Тогда шел уже второй час их свидания, и он уже чувствовал усталость от общения, поэтому отрезал коротко:
– Мне нечего открывать.
Однако он так не думал. Долгие годы – всю жизнь – у него не было необходимости делиться с кем-то собой. Более того, в своем истинном одиночестве он чувствовал себя превосходно. Еще со времен гимназии запомнил то, что считал истиной: только одинокий человек по-настоящему силен. Правда, с течением лет, углубившись в собственную психику, он настолько раскрыл себя, что обнаружил эмоциональный источник своей догмы. Он желал одиночества, а афоризм о его силе подхватил позже, ради того, чтобы оправдаться перед самим собой. Однако то, что он поймал сам себя на эдаком фокусе, ничего не изменило. Он потихоньку очищал философию одиночества от прочих аргументов, постоянно отслеживал собственные уловки и логические слабости, осмеивал сам себя и унижал, и страдал – но не мог стать другим.

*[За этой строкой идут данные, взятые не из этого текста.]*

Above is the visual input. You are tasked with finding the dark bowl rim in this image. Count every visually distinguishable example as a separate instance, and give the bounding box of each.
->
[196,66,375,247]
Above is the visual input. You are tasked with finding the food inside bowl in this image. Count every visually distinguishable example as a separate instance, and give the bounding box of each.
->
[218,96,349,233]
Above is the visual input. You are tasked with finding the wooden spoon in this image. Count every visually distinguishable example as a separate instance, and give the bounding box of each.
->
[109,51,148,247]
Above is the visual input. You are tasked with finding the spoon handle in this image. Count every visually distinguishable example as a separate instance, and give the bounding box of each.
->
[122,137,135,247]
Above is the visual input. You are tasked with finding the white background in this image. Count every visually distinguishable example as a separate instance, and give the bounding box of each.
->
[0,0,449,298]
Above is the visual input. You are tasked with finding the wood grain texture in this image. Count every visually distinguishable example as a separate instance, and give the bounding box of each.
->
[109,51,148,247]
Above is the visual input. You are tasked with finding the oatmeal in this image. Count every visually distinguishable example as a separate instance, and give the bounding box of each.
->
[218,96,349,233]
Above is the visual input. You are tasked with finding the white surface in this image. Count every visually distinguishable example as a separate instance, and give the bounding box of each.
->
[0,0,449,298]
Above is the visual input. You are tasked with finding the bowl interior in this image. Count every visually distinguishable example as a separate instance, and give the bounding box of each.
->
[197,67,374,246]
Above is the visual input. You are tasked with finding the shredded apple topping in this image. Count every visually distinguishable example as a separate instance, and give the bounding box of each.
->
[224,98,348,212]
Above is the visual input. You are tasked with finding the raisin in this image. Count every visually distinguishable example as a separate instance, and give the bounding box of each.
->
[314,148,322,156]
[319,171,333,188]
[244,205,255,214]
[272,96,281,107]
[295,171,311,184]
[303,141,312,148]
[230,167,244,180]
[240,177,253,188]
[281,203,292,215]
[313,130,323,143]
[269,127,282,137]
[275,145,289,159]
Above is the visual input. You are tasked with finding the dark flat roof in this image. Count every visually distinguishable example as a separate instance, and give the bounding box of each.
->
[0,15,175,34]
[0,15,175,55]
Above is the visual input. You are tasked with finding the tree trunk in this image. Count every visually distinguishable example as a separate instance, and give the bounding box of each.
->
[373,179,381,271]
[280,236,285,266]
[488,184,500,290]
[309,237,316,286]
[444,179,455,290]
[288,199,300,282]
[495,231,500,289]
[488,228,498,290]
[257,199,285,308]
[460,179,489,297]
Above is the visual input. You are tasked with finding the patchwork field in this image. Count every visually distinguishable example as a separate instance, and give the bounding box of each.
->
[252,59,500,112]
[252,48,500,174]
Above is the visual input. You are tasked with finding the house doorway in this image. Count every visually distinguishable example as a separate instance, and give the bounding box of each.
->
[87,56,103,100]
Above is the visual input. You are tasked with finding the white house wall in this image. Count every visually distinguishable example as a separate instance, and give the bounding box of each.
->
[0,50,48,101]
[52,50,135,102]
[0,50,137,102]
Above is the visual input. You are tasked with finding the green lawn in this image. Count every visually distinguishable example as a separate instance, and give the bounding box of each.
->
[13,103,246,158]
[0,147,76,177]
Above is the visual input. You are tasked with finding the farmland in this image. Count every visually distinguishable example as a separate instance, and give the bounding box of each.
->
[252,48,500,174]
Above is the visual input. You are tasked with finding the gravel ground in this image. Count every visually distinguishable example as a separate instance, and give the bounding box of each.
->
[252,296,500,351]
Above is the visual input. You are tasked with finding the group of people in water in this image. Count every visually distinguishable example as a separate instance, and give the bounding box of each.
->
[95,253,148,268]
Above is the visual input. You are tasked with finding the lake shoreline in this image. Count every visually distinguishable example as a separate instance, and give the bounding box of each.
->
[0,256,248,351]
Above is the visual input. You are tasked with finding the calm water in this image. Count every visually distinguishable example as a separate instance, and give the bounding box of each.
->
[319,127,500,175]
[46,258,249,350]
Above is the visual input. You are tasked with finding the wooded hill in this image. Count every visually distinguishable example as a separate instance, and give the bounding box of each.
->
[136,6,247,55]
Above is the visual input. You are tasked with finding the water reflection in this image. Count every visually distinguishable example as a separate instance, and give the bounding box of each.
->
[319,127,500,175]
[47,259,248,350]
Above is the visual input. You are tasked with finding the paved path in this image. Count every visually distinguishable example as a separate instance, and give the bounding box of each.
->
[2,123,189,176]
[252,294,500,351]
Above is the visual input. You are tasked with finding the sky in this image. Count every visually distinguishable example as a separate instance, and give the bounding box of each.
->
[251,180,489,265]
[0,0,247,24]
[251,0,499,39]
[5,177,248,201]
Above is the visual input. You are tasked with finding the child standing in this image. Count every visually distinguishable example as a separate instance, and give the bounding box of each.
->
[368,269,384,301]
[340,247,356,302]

Однажды на Рождество, которое он провел с Генриком, тогда студентом первого курса, он восхищался свежестью и прозрачностью его натуры, его самостоятельным разумом и замечательной чувствительностью.
И сказал себе: «Он будет моим другом. Пусть жизнь даст ему немного опыта, пусть он обретет умеренность и спокойствие в оценке мира, пусть в разуме его вызреет равновесие, которое только и может свидетельствовать о его высоком уровне, – а так-то будет наверняка. Мы должны стать друзьями».
Тем временем Генрик возмужал, дозрел, но случилось то, что должно было случиться: он обладал собственной индивидуальностью. Не ущербной, боже упаси, не такой, которая могла бы задеть Стефана, но той, что выстроила между ним и братом стену изоляции. И хотя через нее можно было обменяться мыслями и чувствами, однако сквозь нее не пробивались какие-то специфические, но необходимые для полного контакта излучения.